Размягчённый происшедшим, бесконечно благодарный Простову, Виктор обнял старика за плечи:
– Спасибо, Пётр Демидыч, от всего сердца. Давно хотел с Верой познакомиться, да подходов найти не мог.
– Погоди-погоди, – отстранился Простов. – Ты что же, её раньше знал?
– Не знал, но видел. И мечтал о встрече.
– И ничего мне не сказал? Я тебя в дом Богодуховых звал, а ты мне: «Зачем я там нужен?» Ну, Донцов! Я давно понял, мужик ты крепкий. А выходит, кремень. – Дружески похлопал Виктора по плечу. – Такой ей и нужен. Но ответь по правде: намерения серьёзные?
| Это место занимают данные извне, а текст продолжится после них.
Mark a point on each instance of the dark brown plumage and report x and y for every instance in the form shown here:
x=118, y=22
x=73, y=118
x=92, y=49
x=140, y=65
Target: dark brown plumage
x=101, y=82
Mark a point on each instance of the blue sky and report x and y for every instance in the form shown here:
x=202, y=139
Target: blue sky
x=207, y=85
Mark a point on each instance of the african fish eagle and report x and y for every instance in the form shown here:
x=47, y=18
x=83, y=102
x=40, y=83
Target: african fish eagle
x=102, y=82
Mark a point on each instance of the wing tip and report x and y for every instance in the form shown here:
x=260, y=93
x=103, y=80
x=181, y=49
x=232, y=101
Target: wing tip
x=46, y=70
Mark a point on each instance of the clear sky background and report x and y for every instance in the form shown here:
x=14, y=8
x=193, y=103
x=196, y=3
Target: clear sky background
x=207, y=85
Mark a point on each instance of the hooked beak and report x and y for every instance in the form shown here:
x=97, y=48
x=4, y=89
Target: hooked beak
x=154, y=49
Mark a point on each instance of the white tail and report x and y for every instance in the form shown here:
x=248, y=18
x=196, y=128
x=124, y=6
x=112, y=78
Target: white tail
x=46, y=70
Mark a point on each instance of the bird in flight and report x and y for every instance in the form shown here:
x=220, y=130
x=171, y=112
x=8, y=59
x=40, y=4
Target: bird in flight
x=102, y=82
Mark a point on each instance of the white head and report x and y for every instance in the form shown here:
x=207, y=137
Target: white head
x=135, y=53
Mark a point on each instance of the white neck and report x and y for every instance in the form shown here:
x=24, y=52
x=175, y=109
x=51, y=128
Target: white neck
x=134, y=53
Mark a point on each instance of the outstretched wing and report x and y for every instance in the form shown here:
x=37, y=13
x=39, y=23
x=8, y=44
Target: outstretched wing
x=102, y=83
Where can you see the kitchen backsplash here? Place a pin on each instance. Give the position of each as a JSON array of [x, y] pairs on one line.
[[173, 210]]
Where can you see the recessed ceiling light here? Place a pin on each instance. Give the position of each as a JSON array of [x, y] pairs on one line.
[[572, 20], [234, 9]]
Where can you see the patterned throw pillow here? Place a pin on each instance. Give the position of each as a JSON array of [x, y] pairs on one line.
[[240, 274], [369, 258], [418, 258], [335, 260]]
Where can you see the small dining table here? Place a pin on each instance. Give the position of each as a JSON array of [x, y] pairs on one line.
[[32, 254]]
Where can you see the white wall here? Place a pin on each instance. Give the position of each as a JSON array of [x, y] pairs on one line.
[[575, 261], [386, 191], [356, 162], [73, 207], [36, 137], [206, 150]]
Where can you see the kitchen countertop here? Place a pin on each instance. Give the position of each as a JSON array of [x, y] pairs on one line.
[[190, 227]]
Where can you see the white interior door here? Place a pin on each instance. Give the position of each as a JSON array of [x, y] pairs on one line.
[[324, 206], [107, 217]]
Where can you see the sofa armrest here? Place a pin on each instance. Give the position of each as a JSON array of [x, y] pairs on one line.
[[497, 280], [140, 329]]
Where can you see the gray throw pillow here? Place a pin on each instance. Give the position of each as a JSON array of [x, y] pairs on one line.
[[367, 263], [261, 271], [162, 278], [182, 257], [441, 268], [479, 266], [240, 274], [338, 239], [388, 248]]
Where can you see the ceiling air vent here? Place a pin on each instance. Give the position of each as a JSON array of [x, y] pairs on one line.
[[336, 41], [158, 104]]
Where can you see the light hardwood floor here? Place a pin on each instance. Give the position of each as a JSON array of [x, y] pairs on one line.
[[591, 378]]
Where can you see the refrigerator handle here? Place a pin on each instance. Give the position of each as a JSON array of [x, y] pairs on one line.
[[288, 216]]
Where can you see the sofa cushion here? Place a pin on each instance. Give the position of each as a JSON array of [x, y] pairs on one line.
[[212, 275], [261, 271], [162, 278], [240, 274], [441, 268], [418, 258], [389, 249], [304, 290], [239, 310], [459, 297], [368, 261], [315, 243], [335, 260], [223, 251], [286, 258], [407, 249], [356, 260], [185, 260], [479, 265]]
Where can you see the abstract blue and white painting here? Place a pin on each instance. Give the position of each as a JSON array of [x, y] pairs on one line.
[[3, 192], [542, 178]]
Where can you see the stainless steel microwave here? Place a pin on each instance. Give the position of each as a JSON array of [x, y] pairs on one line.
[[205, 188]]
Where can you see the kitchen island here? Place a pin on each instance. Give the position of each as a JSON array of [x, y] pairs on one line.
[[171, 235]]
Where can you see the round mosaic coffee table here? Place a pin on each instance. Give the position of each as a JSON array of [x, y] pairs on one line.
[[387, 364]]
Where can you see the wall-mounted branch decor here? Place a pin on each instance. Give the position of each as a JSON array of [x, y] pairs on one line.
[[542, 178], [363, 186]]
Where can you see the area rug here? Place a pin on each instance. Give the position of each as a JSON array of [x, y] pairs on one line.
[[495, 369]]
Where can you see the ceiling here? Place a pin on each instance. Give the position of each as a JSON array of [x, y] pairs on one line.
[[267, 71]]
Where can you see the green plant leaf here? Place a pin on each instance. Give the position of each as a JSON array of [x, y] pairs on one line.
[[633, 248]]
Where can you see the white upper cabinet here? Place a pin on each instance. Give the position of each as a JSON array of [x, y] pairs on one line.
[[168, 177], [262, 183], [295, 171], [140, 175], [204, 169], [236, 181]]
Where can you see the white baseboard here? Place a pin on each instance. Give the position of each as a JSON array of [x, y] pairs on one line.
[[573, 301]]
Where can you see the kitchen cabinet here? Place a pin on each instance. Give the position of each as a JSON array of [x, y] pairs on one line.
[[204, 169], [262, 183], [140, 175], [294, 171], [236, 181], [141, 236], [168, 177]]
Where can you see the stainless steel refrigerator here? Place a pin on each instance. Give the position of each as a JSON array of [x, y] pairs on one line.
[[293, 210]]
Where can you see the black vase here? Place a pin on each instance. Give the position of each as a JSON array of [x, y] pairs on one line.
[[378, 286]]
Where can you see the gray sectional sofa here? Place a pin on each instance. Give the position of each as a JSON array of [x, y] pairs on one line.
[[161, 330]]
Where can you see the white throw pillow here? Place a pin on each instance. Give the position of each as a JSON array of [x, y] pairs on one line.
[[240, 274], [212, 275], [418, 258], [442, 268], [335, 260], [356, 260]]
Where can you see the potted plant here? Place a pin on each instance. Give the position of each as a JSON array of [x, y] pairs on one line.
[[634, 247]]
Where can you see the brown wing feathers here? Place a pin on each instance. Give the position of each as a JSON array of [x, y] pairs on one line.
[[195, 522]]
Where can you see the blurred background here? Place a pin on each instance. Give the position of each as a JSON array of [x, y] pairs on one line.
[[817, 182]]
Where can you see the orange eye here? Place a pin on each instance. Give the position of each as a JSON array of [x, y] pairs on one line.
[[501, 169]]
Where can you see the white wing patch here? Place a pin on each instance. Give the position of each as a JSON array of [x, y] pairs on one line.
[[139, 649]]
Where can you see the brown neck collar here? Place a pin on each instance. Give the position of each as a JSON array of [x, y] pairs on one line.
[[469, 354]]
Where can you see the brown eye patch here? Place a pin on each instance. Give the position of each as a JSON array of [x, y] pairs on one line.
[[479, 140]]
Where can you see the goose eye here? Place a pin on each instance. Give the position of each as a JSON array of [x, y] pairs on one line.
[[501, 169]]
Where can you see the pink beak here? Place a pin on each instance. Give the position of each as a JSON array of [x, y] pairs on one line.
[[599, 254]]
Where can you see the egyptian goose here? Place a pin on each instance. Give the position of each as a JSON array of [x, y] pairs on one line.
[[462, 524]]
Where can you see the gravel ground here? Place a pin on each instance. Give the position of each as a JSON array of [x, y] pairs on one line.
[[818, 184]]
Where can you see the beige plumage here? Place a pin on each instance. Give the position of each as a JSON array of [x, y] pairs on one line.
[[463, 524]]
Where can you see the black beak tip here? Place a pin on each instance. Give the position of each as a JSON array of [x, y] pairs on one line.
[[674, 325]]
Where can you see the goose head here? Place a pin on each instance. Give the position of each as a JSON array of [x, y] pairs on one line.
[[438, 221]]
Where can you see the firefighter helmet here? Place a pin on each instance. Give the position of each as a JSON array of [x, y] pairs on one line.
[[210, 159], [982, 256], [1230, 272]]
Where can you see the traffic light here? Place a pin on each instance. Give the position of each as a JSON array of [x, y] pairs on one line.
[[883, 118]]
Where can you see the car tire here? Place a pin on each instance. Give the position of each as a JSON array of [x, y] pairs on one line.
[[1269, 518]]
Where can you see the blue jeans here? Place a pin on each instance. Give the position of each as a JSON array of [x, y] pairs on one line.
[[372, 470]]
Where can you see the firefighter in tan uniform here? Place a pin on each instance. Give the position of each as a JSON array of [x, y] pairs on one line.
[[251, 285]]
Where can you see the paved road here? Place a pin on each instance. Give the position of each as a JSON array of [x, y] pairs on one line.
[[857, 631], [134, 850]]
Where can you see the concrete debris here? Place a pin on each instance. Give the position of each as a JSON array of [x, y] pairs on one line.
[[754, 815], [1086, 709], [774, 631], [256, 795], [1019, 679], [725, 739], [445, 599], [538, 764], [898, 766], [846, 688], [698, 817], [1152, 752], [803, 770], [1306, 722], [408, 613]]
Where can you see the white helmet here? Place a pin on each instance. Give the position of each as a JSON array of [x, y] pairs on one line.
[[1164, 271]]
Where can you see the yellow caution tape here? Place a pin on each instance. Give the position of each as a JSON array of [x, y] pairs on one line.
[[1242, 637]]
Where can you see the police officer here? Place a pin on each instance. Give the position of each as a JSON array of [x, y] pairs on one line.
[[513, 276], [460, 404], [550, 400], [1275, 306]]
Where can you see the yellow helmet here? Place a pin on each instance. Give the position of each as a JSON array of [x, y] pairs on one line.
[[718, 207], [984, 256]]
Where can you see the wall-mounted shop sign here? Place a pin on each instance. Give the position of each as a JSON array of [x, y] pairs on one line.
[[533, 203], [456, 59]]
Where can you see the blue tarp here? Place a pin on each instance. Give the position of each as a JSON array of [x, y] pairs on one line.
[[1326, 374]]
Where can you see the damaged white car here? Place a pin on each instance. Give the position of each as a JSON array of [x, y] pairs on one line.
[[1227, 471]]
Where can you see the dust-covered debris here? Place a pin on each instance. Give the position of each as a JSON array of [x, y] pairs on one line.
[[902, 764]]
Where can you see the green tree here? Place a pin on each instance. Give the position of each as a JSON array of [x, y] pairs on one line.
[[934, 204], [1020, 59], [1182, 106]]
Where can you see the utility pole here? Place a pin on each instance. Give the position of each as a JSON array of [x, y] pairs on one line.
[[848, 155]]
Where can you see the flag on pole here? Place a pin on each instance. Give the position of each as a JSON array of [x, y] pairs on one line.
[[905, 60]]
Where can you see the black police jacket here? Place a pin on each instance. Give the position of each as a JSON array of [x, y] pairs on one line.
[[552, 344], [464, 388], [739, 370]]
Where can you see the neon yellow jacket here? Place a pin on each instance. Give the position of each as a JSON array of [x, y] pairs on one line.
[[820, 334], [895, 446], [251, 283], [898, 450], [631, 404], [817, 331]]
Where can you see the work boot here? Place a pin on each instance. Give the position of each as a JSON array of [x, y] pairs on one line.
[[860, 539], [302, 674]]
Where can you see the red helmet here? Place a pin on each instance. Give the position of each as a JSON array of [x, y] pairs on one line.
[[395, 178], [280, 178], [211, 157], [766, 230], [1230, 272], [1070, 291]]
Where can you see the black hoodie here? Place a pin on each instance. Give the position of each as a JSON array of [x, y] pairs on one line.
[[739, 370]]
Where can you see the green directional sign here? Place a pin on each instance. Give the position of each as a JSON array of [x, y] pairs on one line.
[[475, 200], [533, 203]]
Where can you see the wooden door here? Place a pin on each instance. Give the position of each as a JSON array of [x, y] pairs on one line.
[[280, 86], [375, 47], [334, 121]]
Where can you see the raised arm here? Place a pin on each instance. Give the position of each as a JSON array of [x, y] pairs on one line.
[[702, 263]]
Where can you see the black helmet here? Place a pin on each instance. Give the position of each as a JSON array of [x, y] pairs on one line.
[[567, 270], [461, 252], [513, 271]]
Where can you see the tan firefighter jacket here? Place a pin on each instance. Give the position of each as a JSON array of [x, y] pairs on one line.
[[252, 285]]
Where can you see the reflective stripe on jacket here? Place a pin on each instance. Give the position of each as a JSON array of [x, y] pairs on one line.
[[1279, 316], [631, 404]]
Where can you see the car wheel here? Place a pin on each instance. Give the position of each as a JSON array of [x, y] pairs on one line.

– Хоть завтра под венец. Но под венцом ликуют вдвоём. Петр Демидыч ответил не раздумывая:
– Ты этого фасонистого обалдуя в ботинках-зеркалах обыграл с крупным счётом и всухую. Чтобы скабрезно не выражаться, я таких называю унитазом без слива. Этот – до краёв полон. Липкий малый. Всё-таки невозможный народ, эти либералы. А он на неё тоже нацелился. Катерина нам по дружбе говорила: юбилей ради него затеяла, пора, мол, дочери определяться, к тридцати катит. Я его раньше не видел, но сегодня он себя объявил: антинаш, тут и говорить нечего. Зная Веру, голову наотрез: не её романа, душа у неё свободна, от тебя будет много зависеть. Я, конечно, с Катериной агентурную работу проведу. В общем, диспозиция ясна. Ты уж извини старика, но с учётом литража белокапельной выпивки могу себе позволить панибратство. Тем более, ментально я застрял в прошлом веке.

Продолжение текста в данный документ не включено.